Frequently asked questions

What is a butterfly on BULL?
A butterfly on BULL is the butterfly strategy applied to BULL (stock). The strategy is structurally neutral / pin (limited-risk, limited-reward): A long call butterfly buys one lower-strike call, sells two ATM calls, and buys one higher-strike call, paying a small net debit for a defined-risk position that maxes out if the underlying pins the middle strike at expiration. With BULL stock trading near $7.05, the strikes shown on this page are snapped to the nearest listed BULL chain strike and the premiums come straight from the end-of-day bid/ask midpoint.
How are BULL butterfly max profit and max loss calculated?
Max profit equals the wing width minus net debit times 100 (reached when the underlying pins the middle strike); max loss equals the net debit times 100. Two breakevens at lower-wing plus debit and upper-wing minus debit. For the BULL butterfly priced from the end-of-day chain at a 30-day expiry (ATM IV 76.32%), the computed maximum profit is $49.54 per contract and the computed maximum loss is $1.50 per contract. Live intraday quotes will differ as the chain moves through the trading session.
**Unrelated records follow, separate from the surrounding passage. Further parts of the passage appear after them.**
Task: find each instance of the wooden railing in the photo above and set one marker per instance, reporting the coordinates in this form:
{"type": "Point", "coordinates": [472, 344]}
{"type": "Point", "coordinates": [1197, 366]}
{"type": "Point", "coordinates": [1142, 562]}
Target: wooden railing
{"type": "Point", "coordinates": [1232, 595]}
What is the breakeven for a BULL butterfly?
The breakeven for the BULL butterfly priced on this page is no defined breakeven on the modeled curve at expiration, derived from end-of-day chain premiums. Breakeven is the underlying price at which the strategy's P&L crosses zero ignoring transaction costs and assignment risk. The current BULL market-implied 1-standard-deviation expected move is approximately 21.88%; if the move sits well outside the breakeven distance, the structure's risk-reward becomes correspondingly tighter.
When should you consider a butterfly on BULL?
Butterflies on BULL are pinning bets - traders use them when they expect BULL to settle near a specific level at expiration (often the prior close, a round number, or the max-pain strike) and want defined-risk exposure to that outcome.
How does current BULL implied volatility affect this butterfly?
BULL ATM IV is at 76.32% with IV rank near 23.04%, which is on the low end of its 1-year range. Premium-buying structures (long call, long put, debit spreads) are relatively cheap in this regime; premium-selling structures collect less credit per unit risk.